The electrical products seller has finally found some fans after struggling on the market
Thursday 25 Jun 2020 Author: Daniel Coatsworth

We’ve all been buying fridges, wine and sparkly tops this year, judging by how the market has rewarded certain retail stocks.

There has been a lot of chatter about how alcohol sales have increased during lockdown, so it’s no surprise to see online specialist Naked Wines (WINE:AIM) become the second best retail stock in share price terms year-to-date.

Boohoo’s (BOO:AIM) ongoing success has also been well documented, with its young adult target market still buying new clothes despite not be able to enjoy a night out with friends.

Many readers might be surprised to see AO World (AO.) as the best performing retail stock so far this year.
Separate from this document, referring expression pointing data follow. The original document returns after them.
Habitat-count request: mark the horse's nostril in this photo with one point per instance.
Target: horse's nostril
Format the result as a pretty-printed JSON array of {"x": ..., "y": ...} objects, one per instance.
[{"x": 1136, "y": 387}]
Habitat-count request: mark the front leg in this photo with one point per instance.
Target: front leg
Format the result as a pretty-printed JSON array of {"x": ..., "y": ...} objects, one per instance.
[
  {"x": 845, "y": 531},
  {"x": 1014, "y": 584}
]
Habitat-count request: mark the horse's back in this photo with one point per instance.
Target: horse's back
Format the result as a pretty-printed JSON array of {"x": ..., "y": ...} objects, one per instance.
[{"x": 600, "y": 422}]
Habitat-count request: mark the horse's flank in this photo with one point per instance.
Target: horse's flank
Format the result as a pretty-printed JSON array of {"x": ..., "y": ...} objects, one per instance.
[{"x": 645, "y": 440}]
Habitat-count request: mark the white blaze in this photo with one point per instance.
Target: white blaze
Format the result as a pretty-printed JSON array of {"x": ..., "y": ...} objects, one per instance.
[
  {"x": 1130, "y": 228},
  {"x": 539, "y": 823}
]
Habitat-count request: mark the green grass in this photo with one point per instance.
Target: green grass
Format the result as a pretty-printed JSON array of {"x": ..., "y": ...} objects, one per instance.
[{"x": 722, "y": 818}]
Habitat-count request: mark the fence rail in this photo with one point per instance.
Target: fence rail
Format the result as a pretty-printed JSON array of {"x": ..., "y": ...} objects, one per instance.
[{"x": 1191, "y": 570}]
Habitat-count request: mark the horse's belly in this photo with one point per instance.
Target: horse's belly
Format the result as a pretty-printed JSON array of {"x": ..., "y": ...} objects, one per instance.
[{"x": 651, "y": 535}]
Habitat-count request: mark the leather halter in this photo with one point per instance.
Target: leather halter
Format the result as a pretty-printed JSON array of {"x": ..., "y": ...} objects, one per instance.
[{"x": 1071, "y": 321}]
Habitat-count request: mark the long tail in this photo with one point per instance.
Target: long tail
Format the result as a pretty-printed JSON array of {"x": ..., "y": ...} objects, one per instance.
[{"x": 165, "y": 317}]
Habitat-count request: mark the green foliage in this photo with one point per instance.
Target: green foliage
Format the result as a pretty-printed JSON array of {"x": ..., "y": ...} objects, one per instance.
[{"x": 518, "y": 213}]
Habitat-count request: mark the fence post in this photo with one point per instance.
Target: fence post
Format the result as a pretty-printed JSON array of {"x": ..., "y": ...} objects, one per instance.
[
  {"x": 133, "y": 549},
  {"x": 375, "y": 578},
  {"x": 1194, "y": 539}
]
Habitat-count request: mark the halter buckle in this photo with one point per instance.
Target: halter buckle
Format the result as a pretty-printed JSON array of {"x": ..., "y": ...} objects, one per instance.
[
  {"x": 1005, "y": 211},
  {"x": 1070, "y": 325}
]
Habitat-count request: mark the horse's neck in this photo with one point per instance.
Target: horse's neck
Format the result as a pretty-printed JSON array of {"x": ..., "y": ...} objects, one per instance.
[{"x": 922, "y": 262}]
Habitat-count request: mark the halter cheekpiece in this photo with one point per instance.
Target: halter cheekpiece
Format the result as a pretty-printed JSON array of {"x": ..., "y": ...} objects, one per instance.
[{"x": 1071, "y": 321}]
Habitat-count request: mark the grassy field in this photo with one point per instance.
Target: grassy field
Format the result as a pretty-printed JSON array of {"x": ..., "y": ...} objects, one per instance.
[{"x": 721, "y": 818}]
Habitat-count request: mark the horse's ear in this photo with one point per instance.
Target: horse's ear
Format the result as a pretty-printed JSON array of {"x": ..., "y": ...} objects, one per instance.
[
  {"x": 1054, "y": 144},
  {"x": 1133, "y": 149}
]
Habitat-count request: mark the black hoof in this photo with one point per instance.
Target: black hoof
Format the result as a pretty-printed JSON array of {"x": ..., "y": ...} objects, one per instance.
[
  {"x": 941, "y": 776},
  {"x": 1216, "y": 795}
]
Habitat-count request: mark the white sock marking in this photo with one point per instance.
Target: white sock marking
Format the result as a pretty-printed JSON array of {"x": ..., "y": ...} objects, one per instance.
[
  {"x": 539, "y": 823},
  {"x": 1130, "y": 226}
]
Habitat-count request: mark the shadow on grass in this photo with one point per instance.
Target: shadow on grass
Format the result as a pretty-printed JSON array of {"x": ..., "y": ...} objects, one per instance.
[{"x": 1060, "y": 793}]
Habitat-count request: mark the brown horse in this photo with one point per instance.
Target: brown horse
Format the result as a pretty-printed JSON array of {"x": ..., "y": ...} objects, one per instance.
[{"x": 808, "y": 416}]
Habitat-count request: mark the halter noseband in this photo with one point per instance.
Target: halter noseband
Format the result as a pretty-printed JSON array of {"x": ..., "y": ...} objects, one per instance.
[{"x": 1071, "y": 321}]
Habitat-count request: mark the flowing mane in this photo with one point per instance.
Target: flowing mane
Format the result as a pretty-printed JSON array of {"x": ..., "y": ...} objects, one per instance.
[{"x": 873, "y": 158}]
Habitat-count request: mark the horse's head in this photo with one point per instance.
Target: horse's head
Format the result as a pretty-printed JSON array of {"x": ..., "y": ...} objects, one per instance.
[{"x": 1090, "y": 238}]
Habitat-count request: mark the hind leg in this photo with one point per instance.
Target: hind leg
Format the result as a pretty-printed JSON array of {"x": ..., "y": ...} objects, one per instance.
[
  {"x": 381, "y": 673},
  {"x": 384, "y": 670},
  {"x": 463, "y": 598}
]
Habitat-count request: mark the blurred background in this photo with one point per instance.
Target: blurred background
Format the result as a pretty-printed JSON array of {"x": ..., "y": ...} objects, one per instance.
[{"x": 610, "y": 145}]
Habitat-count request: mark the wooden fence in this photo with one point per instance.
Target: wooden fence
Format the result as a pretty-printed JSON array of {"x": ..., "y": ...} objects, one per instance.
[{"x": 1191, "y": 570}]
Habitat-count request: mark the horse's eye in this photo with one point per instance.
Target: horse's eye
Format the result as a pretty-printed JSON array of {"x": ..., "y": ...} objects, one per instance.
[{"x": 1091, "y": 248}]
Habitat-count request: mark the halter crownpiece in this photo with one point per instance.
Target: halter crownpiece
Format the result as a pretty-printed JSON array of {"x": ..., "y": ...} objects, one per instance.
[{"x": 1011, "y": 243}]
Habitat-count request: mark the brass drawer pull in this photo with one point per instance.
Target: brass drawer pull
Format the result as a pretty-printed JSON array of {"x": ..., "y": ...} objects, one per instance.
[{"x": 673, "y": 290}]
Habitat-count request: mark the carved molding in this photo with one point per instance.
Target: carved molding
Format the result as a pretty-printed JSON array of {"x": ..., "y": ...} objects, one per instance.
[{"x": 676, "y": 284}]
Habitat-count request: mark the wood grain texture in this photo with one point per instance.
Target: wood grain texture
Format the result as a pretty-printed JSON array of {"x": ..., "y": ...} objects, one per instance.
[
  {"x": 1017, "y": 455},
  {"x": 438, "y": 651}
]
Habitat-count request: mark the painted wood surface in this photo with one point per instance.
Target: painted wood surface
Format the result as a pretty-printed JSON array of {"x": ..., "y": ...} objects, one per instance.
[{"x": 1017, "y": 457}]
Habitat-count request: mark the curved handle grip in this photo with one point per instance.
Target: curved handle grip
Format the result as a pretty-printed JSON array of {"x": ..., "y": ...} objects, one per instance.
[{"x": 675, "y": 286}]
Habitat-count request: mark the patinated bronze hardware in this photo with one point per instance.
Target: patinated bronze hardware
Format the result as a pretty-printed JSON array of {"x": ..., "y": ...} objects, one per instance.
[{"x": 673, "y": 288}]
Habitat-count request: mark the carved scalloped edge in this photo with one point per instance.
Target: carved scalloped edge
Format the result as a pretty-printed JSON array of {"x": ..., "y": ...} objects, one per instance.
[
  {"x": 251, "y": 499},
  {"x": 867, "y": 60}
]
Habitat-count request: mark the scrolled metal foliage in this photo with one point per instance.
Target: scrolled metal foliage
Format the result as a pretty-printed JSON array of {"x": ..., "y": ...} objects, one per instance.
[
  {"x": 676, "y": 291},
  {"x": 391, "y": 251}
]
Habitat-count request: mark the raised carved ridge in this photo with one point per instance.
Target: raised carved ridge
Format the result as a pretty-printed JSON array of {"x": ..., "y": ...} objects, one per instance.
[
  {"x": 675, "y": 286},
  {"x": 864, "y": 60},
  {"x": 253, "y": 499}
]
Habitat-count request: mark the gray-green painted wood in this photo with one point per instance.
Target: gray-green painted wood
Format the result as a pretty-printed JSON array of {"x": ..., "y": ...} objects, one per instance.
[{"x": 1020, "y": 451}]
After all, this business has perennially disappointed since it joined the stock market in 2014 with progress in the UK clouded by losses in its European arm.

Its stock market success this year does make some sense. Home appliances will have seen a sharp rise in usage during lockdown and there is nothing worse than not being able to wash your clothes because the washing machine’s broken, or your fridge can’t cope with all the extra food being stored in it.

For all the criticism from investors who lost patience with the business, AO does have a good reputation for service which is very important from the customer’s perspective. People will return to reliable sellers such as AO when seeking a new appliance.

A 63% share price gain this year must be viewed in the context of AO’s shares having risen from a low base. Until late April 2020, the stock had been in falling trend since 2018 and a recovery last November was short-lived.

AO regained interest from investors on 12 May by saying it had grown market share with increased demand and sales since lockdown.

Many companies are incurring additional costs to keep staff safe so any joy over soaring revenues at AO’s forthcoming results on 14 July will have to be balanced by potential margin pressure.

A good comparative stock is Dixons Carphone (DC.) which has also experienced a sales boost from lockdown conditions. This business has really improved its customer service standards and has a leading market share for electrical goods.

While AO is a direct competitor, it is more associated with fridges, washing machines and dishwashers whereas Dixons is the go-to place for laptops and TVs.

Interestingly, Dixons’ shares are trading 35% lower than at the start of 2020, albeit they’ve been picking up in recent months. The company is likely to incur yet more losses on the mobile side of its business, but management are eager to top up product sales revenue with more income from repairs and customer credit as part of a new growth plan.

Both companies have a proposition needed in today’s world and there is a place for them to exist alongside Amazon. Dixons should focus on its shops being quasi sales and repair centres and AO should focus on rapid delivery and collection of unwanted items to feed its recycling operations.

There is little difference on product price between all three firms for electrical products, yet AO and Dixons can stand above Amazon by having extra services on top.